It gives me great joy to share this guest blog post written by Thomas Alexander, Episcopal Youth Event Mission Planning Team member from the Diocese of Arkansas, Province 7. In the short time I have known Thomas, I have found him thoughtful and reflective; a great asset to the EYE Team. I am confident you will be impacted by the story Thomas shares below.
I have felt God’s presence in the past few weeks more than usual, and as a result, I’ve been craving to bridge my relationship with God and my relationship with other people.
I guess we find God working in the most unlikely of places.
This past Monday, I went for a morning run through the quiet suburban neighborhood surrounding my house. I hadn’t been for a run in a while, so I had some expectations: The vibrant trees arching above the streets are a sight to see in Arkansas during this time of year. The neighbors were tending their gardens. I occasionally encountered another runner, and would give a good ‘ole Southern “Good morning” or “Have a nice day!” I expected those things.
However, it seems as if God likes to meet our expectations and then surprise us by exceeding them.
I saw a couple of people rushing to their cars as, I assume, they were trying to beat the clock and get to their destination. I saw an older man sitting on a bench alone, and when I lapped back that way twenty or so minutes later, he was still there. I saw a younger woman sitting on the curb smoking a cigarette, and when I told her “good morning”, I recieved no response. I passed a man in his late twenties, I presume, pushing a child in a stroller, and both had genuine and joyful smiles.

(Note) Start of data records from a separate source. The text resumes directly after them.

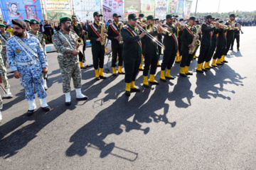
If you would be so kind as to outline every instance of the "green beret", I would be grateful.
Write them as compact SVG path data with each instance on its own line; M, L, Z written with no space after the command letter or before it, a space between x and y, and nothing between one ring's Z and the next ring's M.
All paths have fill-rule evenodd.
M61 21L71 21L71 18L69 17L62 17L60 18L60 22Z
M4 25L4 23L0 23L0 26L2 26L2 27L6 27L6 25Z
M37 20L35 20L35 19L31 19L31 23L35 23L35 24L40 24L40 22Z

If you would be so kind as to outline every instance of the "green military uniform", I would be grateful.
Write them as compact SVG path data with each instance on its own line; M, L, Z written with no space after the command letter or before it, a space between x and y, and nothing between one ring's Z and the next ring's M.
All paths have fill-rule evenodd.
M189 20L196 21L196 17L191 16ZM196 38L196 28L185 26L183 29L182 39L182 58L181 62L181 72L180 75L182 76L186 76L186 75L192 75L192 73L188 72L188 67L191 62L193 60L194 52L193 54L189 54L188 45L192 44L193 40Z
M166 18L172 19L173 18L171 15L166 15ZM169 36L168 34L164 34L164 45L166 48L164 50L163 62L161 64L160 79L166 81L166 80L165 78L174 79L174 77L170 74L170 72L178 51L178 42L176 36L177 28L174 28L173 24L169 23L163 25L163 27L166 28L168 30L173 32L171 36ZM164 76L164 71L166 67L167 70L166 75Z
M93 13L93 16L103 16L99 12L95 12ZM105 45L102 45L100 41L97 41L97 39L101 37L100 34L102 26L105 26L105 24L94 22L88 27L88 38L90 40L90 43L92 44L93 67L95 69L97 80L99 80L100 79L106 79L106 77L103 75ZM100 74L98 71L99 67Z
M128 16L128 19L137 20L135 13ZM130 95L130 91L139 91L134 85L135 78L139 71L142 60L142 47L139 38L139 29L129 24L121 30L121 35L124 40L123 58L125 70L124 81L126 83L126 94Z
M114 13L113 17L121 17L117 13ZM120 35L120 28L121 26L123 26L123 23L114 22L108 26L107 29L107 38L111 40L111 48L112 51L112 67L113 70L113 74L116 75L116 67L117 67L117 60L118 54L118 73L124 74L122 71L122 67L123 64L123 57L122 57L122 42L119 43L119 40L114 39L115 37Z
M69 18L68 18L68 19ZM63 20L62 20L63 19ZM60 21L67 18L60 18ZM70 20L71 21L71 19ZM72 55L73 49L76 49L76 40L78 35L75 31L65 33L62 29L56 32L53 36L54 47L59 53L58 62L63 78L63 93L70 91L70 79L73 80L75 89L81 88L81 70L79 67L78 56Z
M153 16L150 15L146 17L147 20L156 20L154 18ZM143 28L146 30L146 27ZM154 27L153 30L149 33L155 38L157 38L158 33L156 28ZM149 88L149 82L147 81L148 73L150 67L150 79L149 82L154 84L159 84L159 83L154 79L154 74L156 74L157 62L159 58L159 53L158 49L158 45L156 42L149 38L149 35L145 35L143 38L144 40L144 47L143 48L144 54L144 67L143 70L143 85Z

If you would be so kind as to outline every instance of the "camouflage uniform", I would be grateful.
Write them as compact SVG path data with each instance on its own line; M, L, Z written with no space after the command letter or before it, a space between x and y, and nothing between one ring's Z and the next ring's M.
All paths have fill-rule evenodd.
M72 47L67 42L66 38ZM79 37L75 31L70 30L69 33L66 33L61 29L53 36L54 47L59 53L58 61L63 78L63 91L64 94L70 91L71 77L73 80L75 89L80 89L82 86L81 70L79 67L78 55L74 56L72 55L73 50L76 49L76 40Z
M31 56L29 57L14 40L14 38L19 38L14 35L7 41L7 60L11 70L12 72L18 70L21 74L21 84L25 89L25 96L27 101L35 99L33 84L35 86L38 98L45 98L47 95L43 86L43 79L39 79L42 74L42 68L46 67L48 63L42 45L36 37L27 33L27 37L22 38L21 40L38 55L36 57L26 50Z
M2 42L4 42L4 40L3 40ZM3 58L1 57L1 54L2 54L2 42L0 41L0 71L1 71L1 74L2 74L2 78L3 78L3 84L4 84L4 89L8 89L10 88L10 85L8 82L8 78L7 78L7 72L6 72L6 69L4 67L4 60ZM4 52L3 52L4 53ZM6 52L5 52L6 53Z
M2 36L4 36L5 38L5 39L6 40L3 40L3 38L0 36L0 40L2 42L2 46L3 47L6 47L6 42L7 40L11 37L11 34L9 32L5 31L4 33L1 34ZM3 60L4 60L4 67L6 67L6 62L7 62L7 57L6 57L6 50L2 50L1 52L1 55L3 57ZM4 74L4 73L3 73Z

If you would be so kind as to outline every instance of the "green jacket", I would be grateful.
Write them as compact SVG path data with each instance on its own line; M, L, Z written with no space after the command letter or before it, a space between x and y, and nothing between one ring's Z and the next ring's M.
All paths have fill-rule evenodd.
M90 43L92 44L92 51L105 50L105 45L101 45L100 41L96 40L97 38L100 38L99 35L100 36L101 26L102 23L97 26L95 22L88 27L88 38L90 40Z
M129 25L124 26L121 30L123 43L123 57L142 57L142 42L140 42L137 28L132 28Z

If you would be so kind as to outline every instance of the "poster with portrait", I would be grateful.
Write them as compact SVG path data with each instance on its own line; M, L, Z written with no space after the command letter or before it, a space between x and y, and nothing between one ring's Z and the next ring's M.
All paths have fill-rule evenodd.
M156 18L163 20L166 18L167 13L167 0L156 0L155 4Z
M100 12L100 0L74 0L75 14L80 22L85 22L87 20L93 22L93 13Z
M0 7L7 25L11 25L12 19L43 20L40 0L1 0Z
M177 14L178 0L169 0L167 14Z
M154 16L154 0L142 0L142 12L145 16L152 15Z
M192 1L185 1L184 19L188 19L191 16Z
M184 0L179 0L178 3L178 11L176 15L179 18L183 18L184 9Z
M105 22L109 20L112 21L113 13L117 13L121 16L119 20L122 21L123 18L123 4L122 0L103 0L103 20Z
M70 0L45 0L45 6L49 21L60 21L62 17L72 16Z
M126 18L126 20L127 20L128 15L132 13L135 13L137 16L139 16L140 8L140 1L124 1L124 18Z

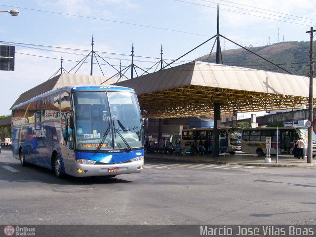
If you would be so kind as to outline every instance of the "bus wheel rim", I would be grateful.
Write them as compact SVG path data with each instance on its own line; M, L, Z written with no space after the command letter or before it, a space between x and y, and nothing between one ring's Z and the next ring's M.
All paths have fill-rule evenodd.
M55 162L55 172L57 174L59 174L60 173L60 160L59 158L56 159L56 162Z

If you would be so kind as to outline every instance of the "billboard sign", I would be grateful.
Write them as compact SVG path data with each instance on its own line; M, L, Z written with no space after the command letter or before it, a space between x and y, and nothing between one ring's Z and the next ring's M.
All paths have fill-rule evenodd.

I don’t know the stories of any of those people, but during that thirty or so minutes, I was surprised by God.
He gave me a glimpse of his world, and where he is at work daily. During that half-hour I saw through God’s eyes, and could see what else is happening outside the places I take shelter in: my home, my school, and my church. Perhaps a daily morning run isn’t for you, but stepping out into the real world every once in a while gives us perspective for what God is doing out there, and maybe, we can find a place to join him.
A previous Dean of the General Theological Seminary once defined Mission as “finding where God is already at work in the world and joining him there.”
As we move into the Summer, and as many of us leave our places of comfort much more often, observe what is around you, and ask yourself this question:
“Where is God at work, and how can I join him there?”